Interplanetary travel could be a step closer after scientists confirmed that an electromagnetic propulsion drive, which is fast enough to get to the Moon in four hours, actually works.

The EM Drive has gained fresh support 15 years after its invention. Photo / Supplied
The EM Drive has gained fresh support 15 years after its invention. Photo / Supplied

The EM Drive was developed by British inventor Roger Shawyer nearly 15 years ago but was ridiculed at the time as scientifically impossible.

It produces thrust by using solar power to generate multiple microwaves that move back and forth in an enclosed chamber. This means that until something fails or wears down, theoretically the engine could keep running forever without the need for rocket fuel.

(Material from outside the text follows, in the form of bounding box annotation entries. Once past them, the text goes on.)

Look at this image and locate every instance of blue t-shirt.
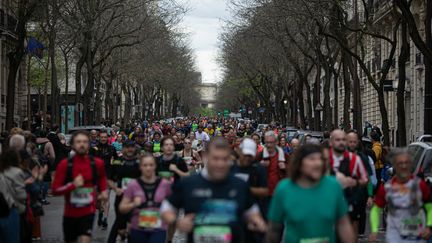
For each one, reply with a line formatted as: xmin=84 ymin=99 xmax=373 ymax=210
xmin=168 ymin=174 xmax=254 ymax=242
xmin=268 ymin=176 xmax=348 ymax=243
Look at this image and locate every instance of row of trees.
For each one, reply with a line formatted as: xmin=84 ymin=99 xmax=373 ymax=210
xmin=6 ymin=0 xmax=198 ymax=131
xmin=218 ymin=0 xmax=432 ymax=146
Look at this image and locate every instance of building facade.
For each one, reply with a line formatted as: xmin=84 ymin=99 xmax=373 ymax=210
xmin=195 ymin=73 xmax=218 ymax=109
xmin=0 ymin=0 xmax=27 ymax=131
xmin=332 ymin=0 xmax=426 ymax=145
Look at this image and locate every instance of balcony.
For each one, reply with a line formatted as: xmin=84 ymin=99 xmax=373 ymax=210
xmin=0 ymin=9 xmax=18 ymax=34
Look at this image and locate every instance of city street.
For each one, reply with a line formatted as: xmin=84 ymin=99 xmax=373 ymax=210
xmin=39 ymin=196 xmax=384 ymax=243
xmin=39 ymin=195 xmax=185 ymax=243
xmin=0 ymin=0 xmax=432 ymax=243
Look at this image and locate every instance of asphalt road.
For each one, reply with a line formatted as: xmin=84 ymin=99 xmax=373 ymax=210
xmin=38 ymin=195 xmax=384 ymax=243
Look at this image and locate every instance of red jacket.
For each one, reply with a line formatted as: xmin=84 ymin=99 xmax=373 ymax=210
xmin=52 ymin=155 xmax=107 ymax=218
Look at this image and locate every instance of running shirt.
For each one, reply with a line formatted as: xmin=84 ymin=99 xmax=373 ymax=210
xmin=52 ymin=155 xmax=107 ymax=218
xmin=123 ymin=178 xmax=171 ymax=231
xmin=109 ymin=158 xmax=141 ymax=190
xmin=268 ymin=176 xmax=348 ymax=243
xmin=168 ymin=171 xmax=254 ymax=243
xmin=231 ymin=163 xmax=267 ymax=193
xmin=90 ymin=143 xmax=118 ymax=176
xmin=375 ymin=177 xmax=430 ymax=243
xmin=156 ymin=154 xmax=189 ymax=182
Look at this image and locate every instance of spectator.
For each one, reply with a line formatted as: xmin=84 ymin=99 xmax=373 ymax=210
xmin=0 ymin=150 xmax=27 ymax=243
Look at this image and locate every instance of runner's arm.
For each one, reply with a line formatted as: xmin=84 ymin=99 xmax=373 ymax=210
xmin=119 ymin=187 xmax=137 ymax=214
xmin=355 ymin=156 xmax=369 ymax=186
xmin=369 ymin=184 xmax=387 ymax=234
xmin=160 ymin=200 xmax=177 ymax=225
xmin=52 ymin=160 xmax=75 ymax=196
xmin=245 ymin=204 xmax=267 ymax=232
xmin=337 ymin=215 xmax=356 ymax=243
xmin=250 ymin=187 xmax=269 ymax=197
xmin=265 ymin=221 xmax=284 ymax=243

The drive, which has been likened to Star Trek's Impulse Drive in the Starship Enterprise, has left scientists scratching their heads because it defies one of the fundamental concepts of physics - the conservation of momentum - which states that if something is propelled forward, something must be pushed in the opposite direction. So the forces inside the chamber should cancel each other out.


However in recent years Nasa has confirmed that they believe it works and this week Martin Tajmar, a professor and chairman for space systems at Dresden University of Technology in Germany also showed that it produces thrust.

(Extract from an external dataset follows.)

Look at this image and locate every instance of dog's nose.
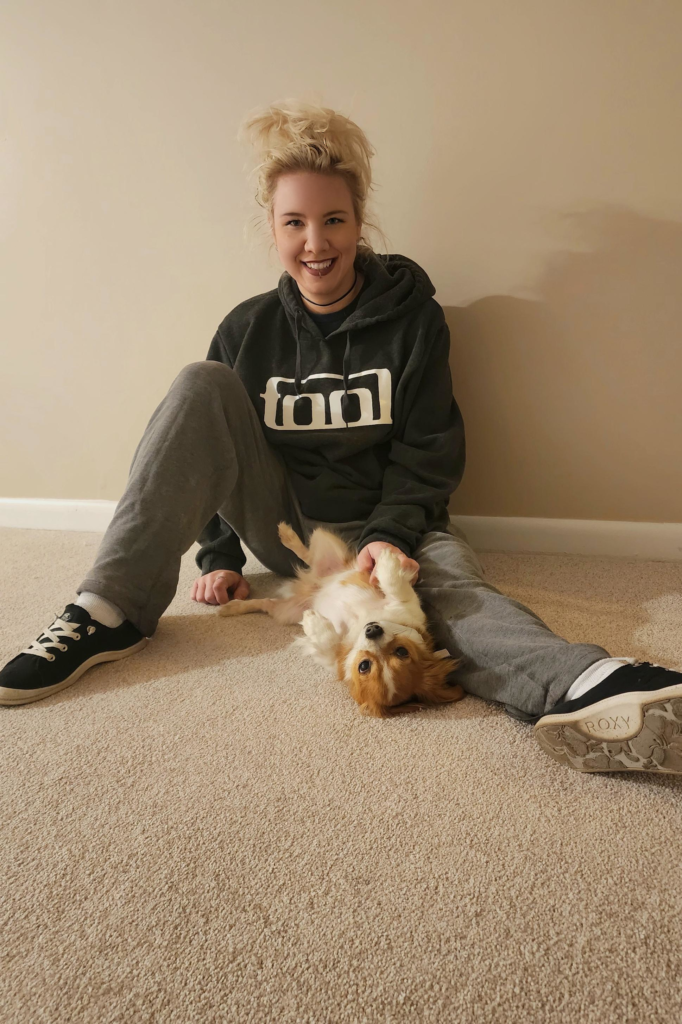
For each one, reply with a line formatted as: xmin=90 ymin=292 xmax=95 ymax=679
xmin=365 ymin=623 xmax=384 ymax=640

The drive is capable of producing thrust several thousand times greater than a standard photon rocket and could get to Mars within 70 days or Pluto within 18 months. A trip to Alpha Centauri, which would take tens of thousands of years to reach right now, could be achieved in just 100 years.

"Our test campaign cannot confirm or refute the claims of the EM Drive but intends to independently assess possible side-effects in the measurements methods used so far," said Tajmar. "Nevertheless, we do observe thrust close to the actual predictions after eliminating many possible error sources that should warrant further investigation into the phenomena."